Just when Lizzie was wondering why it should be ‘impertinent’ to print images of Sebasten, a wave of such overpowering nausea assailed her that she was forced to bolt for the cloakroom. After a nasty bout of sickness she felt so dizzy that she had to hang on to the vanity counter before she felt steady enough on her feet to freshen up. While she was doing that, a slight, youthful blonde came in.

‘I’m Rosemary. I’m to check up on you and show you to the sick room,’ she explained with a friendlier smile than Lizzie had so far received from any of the female staff.

‘I’m fine now,’ Lizzie asserted in haste, thinking that if she ended up in the sick room on top of such a disastrous work performance, her first day would definitely be her last day of employment in the building.

‘You’re still very pale.

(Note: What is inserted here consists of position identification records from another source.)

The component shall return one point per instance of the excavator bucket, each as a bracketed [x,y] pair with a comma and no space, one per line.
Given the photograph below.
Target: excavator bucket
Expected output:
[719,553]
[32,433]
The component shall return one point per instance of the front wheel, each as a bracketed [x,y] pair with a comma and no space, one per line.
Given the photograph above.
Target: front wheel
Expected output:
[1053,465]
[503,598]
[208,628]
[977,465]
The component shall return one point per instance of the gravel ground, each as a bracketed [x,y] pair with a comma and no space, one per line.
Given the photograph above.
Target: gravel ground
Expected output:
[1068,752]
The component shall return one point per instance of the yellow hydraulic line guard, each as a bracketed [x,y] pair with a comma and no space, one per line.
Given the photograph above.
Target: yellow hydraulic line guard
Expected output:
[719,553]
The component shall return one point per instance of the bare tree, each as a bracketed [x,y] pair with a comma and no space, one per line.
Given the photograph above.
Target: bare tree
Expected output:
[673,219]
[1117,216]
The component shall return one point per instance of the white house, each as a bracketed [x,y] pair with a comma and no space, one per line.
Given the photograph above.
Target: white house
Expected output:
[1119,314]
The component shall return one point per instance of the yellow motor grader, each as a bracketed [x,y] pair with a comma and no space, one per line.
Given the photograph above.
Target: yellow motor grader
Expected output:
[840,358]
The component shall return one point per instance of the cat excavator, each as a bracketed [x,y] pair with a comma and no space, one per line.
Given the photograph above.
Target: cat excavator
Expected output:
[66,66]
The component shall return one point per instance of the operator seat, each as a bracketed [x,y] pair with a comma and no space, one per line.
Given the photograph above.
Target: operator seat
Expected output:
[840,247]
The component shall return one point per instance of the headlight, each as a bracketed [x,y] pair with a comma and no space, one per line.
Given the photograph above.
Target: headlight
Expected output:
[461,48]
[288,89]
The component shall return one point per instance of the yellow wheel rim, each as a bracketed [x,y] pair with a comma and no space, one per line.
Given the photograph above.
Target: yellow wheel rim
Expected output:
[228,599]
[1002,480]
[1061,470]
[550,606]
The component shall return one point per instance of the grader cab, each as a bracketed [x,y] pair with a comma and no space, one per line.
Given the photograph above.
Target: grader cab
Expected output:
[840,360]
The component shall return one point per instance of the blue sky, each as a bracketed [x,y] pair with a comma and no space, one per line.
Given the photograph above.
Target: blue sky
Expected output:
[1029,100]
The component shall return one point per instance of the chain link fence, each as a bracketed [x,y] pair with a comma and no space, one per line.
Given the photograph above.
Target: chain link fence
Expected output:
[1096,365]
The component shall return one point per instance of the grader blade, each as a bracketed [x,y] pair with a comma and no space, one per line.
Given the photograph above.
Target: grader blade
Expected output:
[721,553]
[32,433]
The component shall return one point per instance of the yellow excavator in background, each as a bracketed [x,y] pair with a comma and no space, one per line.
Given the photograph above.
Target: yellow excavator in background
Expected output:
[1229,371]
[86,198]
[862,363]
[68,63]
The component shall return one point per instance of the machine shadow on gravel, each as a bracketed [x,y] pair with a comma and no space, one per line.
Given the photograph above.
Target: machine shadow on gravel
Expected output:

Don’t let Milly Sharpe get to you,’ the chatty blonde advised. ‘If you ask me, she’s just got a chip on her shoulder about how you got your job.’

Lizzie frowned. ‘How…I got my job?’

Rosemary shrugged a carefully noncommittal shoulder. ‘There’s this mad rumour flying round that you didn’t come in by the usual selection process but got strings pulled for you by someone influential on the executive floor—’

Lizzie coloured in dismay. ‘That’s not true—’

‘The average temp doesn’t wear delectable designer suits either and we’re all killing ourselves over what you did with the photocopier,’ Rosemary confided with an appreciative giggle as they left the cloakroom. ‘Four hundred copies of our hunky pin-up boss, Sebasten. I bet Milly takes them home and papers her bedroom walls with them! Glad you’re feeling better.’

‘Boss?’ Lizzie queried that astonishing label several seconds too late, for the blonde had already disappeared into one of the offices and Lizzie was left alone, fizzing with alarm and confusion.